15 minutes later, she found out he simply didn't.
Cecilia Devin stood in front of a dead-end corridor, with no rooms to their right or left, which made Cecilia wonder about the need for this corridor in the first place.
"Let's head back," Cecilia whispered, all her courage gone after the last incident.
"To where, Sherlock?" It turns out that one of the disadvantages of the apparently privileged life that Devin experiences is a weak constitution. He panted heavily after onlya few minutes of walking, which didn't help his mood. At this point, Cecilia suspected he would have killed her without batting an eye if it had magically returned him somewhere familiar.
"Why do you look like that? It's not like we'll be lost forever; someone will find us in the end." Her appeasement only seemed to make things worse for Devin's tamper.
"Really, her highness? Why don't you stand here and see if they find you? Better yet, why don't you try going back? That should help, genius."
Devin grabbed her chin and forced her to look back. To her astonishment, the forking corridor they had come from turned into a winding corridor she had never seen before.
Somehow, of all her consolations, it was her stunned look that seemed to calm Devin down. He took a deep breath and explained relatively gently: "We probably activated a trigger that threw us somewhere else, or it's an illusion designed to prevent us from entering a sealed place. You have to understand that it's not like anywhere else in your familiar outside world; there are certain private areas on the ship."
Her shocked look really seemed to do a good job of comforting him, to the point where he wanted to see more of it. "By the way, I find it very likely that Guardian Sirius has some such secrets at home, never noticed?"
The new information left Cecilia in utter shock. She followed the winding corridor, trying to avoid the worldview-shattering Devin, going deeper and deeper into the corridor.
"Hey, Your Highness, you really don't want to walk into something unknown. Your highness?" Devin followed her anxiously, not noticing that the dead-end corridor behind him grew darker and darker until it disappeared as if it had never been there, leaving only a smooth wall behind.
. . .
Somewhere else.
The emaciated boy He passed through narrow alleys and abandoned buildings that most likely only he knew, arriving only at sunrise at his abode under the bridge. Trying to avoid all prostitution and drug dealings that were there in the dark,.
Everyone who was in the little camp he had created for himself at this moment were two drugged-up homeless people. One of them snorted heavily, and the other didn't move. The boy reminded himself to check later to see if he was dead.
He looked left and right anxiously and pulled out a dirty orange backpack from under his shirt. His already emaciated body turned out to be almost a skeleton now that his belly padding was removed.
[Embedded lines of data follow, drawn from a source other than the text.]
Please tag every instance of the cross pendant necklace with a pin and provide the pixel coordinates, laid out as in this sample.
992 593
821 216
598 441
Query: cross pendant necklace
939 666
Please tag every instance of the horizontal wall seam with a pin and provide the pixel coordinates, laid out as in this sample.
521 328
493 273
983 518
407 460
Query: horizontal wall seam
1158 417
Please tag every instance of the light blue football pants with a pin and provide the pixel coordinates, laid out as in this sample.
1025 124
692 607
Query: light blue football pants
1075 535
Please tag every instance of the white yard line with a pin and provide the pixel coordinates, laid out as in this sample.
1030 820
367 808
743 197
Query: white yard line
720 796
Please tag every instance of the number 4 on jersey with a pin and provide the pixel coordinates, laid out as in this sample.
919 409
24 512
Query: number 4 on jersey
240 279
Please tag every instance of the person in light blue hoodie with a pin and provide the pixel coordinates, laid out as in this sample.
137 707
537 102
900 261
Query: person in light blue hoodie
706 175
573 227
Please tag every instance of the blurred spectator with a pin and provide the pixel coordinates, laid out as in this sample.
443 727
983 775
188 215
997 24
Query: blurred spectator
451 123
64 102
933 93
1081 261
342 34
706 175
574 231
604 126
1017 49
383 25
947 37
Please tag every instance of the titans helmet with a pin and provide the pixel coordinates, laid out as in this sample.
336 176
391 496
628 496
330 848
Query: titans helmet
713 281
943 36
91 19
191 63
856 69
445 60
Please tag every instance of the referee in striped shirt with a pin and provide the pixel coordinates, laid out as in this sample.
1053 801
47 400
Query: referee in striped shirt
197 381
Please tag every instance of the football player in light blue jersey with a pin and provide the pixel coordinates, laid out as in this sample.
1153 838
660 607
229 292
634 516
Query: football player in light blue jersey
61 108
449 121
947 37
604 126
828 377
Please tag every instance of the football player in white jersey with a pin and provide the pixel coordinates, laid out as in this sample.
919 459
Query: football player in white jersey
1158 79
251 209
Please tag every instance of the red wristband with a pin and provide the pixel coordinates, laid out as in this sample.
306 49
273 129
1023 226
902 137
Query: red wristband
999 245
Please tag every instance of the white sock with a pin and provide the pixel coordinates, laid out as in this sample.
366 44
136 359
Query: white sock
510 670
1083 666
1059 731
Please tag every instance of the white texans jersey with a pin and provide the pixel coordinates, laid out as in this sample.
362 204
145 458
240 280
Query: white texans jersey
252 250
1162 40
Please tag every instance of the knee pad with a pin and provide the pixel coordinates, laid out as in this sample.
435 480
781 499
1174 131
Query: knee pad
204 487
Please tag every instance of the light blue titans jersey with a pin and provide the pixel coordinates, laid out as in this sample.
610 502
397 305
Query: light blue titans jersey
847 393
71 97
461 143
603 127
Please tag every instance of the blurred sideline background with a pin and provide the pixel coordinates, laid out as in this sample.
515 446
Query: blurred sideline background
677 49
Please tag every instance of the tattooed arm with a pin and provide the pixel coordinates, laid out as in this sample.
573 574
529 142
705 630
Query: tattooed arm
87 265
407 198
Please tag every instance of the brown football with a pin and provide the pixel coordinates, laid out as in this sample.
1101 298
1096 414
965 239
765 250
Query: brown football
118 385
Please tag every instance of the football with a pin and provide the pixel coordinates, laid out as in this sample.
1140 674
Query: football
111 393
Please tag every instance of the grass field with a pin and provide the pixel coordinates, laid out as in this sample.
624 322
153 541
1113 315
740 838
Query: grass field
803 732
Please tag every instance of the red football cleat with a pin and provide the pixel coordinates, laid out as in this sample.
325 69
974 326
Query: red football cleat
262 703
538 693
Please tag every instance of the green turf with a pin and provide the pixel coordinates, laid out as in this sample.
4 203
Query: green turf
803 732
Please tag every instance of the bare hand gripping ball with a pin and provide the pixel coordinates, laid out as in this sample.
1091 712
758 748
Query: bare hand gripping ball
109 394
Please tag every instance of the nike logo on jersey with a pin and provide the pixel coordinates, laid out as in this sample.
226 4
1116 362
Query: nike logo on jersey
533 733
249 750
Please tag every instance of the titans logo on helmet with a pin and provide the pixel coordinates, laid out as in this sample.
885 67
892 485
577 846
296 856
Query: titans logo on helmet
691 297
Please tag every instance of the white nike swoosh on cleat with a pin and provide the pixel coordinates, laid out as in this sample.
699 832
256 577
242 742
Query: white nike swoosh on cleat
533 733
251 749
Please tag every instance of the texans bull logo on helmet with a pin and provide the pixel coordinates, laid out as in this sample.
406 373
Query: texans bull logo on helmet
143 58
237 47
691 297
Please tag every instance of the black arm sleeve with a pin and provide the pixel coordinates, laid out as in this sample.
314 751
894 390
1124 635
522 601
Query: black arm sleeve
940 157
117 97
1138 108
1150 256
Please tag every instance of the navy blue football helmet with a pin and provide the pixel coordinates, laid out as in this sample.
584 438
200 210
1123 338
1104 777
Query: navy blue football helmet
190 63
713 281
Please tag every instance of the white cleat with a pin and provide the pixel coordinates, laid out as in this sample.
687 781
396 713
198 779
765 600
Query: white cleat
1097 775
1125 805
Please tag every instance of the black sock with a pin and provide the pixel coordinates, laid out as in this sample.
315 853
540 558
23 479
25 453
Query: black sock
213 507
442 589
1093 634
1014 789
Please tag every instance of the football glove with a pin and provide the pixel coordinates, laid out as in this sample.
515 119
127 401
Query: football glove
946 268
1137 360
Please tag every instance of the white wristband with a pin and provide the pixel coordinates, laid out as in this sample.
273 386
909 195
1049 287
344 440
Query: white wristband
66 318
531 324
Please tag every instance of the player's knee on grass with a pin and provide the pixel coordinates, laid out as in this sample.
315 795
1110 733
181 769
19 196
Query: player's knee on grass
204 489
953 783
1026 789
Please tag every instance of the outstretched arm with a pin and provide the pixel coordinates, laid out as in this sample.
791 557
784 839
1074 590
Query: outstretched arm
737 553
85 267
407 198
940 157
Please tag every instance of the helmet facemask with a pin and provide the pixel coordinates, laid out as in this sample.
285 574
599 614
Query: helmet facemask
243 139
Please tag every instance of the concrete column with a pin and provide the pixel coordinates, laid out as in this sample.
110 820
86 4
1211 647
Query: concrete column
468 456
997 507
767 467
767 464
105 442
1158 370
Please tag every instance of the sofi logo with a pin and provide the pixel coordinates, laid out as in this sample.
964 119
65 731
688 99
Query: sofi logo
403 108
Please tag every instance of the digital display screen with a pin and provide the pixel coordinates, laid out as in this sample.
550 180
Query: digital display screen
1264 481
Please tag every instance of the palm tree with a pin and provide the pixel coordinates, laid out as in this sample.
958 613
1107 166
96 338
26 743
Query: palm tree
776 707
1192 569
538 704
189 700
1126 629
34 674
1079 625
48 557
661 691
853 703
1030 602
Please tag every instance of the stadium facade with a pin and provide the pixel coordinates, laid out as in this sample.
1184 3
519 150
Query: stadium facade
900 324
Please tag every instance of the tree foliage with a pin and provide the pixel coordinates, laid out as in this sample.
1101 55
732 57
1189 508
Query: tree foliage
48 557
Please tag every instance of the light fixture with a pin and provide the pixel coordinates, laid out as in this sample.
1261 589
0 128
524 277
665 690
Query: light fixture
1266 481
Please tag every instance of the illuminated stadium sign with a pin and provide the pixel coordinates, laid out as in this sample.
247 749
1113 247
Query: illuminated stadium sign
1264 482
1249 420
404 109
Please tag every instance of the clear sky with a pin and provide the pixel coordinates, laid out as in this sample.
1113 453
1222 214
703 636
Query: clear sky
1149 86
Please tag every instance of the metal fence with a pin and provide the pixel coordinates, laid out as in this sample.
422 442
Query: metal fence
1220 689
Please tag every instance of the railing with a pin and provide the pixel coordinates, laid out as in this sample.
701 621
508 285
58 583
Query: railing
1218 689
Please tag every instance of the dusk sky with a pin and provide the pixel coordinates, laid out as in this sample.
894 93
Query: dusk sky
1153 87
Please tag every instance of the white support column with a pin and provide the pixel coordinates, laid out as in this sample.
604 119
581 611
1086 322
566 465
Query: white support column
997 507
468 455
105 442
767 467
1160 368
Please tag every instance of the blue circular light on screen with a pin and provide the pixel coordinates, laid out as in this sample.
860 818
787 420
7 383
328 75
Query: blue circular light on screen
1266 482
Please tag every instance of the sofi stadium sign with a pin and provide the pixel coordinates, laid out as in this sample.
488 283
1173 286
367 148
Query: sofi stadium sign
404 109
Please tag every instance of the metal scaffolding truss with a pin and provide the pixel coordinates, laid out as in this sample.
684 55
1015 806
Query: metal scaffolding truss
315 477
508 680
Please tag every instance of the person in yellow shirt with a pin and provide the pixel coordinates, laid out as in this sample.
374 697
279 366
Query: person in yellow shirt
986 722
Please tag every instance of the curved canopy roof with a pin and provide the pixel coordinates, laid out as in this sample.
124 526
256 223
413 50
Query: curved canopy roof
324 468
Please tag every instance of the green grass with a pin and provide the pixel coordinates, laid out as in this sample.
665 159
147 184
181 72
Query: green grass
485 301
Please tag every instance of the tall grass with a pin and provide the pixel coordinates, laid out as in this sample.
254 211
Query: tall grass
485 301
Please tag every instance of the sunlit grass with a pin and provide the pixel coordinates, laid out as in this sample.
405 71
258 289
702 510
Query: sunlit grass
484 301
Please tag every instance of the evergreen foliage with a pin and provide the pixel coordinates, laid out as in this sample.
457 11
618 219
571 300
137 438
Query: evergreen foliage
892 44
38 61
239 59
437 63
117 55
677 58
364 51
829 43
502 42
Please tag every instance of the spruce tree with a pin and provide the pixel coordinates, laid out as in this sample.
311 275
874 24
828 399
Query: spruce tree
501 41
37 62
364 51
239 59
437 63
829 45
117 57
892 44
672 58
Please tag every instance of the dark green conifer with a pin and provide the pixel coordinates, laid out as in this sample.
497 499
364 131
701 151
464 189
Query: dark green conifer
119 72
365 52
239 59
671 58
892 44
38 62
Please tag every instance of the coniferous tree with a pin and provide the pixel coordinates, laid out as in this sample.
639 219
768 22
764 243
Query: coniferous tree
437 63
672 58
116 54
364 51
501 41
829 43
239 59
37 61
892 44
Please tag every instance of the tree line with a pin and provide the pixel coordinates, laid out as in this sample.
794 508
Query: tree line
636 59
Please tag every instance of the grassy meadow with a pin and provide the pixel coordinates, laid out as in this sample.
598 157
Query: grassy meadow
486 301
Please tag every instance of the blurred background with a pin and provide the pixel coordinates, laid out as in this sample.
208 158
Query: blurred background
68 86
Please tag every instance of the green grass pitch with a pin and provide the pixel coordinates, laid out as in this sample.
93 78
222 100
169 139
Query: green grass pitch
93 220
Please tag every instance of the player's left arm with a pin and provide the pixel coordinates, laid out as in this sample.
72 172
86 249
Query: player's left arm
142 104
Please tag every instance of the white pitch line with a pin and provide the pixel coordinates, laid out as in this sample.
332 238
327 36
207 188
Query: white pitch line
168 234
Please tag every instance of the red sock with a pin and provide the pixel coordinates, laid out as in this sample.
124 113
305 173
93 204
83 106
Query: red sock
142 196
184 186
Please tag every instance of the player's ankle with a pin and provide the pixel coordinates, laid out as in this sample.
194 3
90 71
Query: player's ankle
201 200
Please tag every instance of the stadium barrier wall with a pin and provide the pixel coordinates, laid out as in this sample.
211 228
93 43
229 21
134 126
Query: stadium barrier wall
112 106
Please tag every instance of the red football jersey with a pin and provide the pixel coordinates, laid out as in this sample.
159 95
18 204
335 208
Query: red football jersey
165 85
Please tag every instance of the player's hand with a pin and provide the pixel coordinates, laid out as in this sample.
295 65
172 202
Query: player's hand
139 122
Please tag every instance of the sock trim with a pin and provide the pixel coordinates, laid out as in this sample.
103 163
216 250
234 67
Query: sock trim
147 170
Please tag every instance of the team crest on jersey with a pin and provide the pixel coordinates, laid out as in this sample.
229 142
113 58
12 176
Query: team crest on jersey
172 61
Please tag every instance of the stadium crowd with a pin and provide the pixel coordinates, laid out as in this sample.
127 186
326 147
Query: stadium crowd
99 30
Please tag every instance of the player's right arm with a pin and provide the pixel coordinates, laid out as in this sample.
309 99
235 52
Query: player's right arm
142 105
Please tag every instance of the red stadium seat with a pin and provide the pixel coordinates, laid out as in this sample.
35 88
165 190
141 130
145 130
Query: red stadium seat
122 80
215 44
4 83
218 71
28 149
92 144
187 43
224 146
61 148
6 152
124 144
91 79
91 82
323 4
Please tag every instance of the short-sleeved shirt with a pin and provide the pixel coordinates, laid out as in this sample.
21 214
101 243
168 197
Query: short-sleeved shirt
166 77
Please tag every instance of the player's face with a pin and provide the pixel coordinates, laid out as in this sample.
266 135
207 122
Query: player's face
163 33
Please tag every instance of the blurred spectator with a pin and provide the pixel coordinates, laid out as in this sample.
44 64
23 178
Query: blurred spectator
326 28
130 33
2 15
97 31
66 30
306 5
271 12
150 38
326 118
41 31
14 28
His hollow eyes would send shivers down the spine of anyone who looked directly into them. It seems that the frequent hunger he experienced had eaten into his soul and would infect anyone who stayed by his side for a long time, not that there was one.
He wore the clothes in a bag, one on top of the other, at an almost inhuman speed, ignoring only bras and underwear. When he finished, his skeleton-like figure looked like an overstuffed teddy bear.
Seeing the dead-looking homeless started moving, he decided to move after he was done with the backpack; it was rare to find so many clothes, and he didn't want to be charged with "protection fees" again by rendom hooligans.
At the bottom of the bagpack was a small photo album, a wallet that, to his disappointment, was full of fake-looking gold coins (following the standard of the other worn-out items in the dirty orange bagpack), and a simple hourglass in a closed box. The boy turned it over and saw, with childish curiosity, the falling sand. The faint red light was reflecting in his eyes.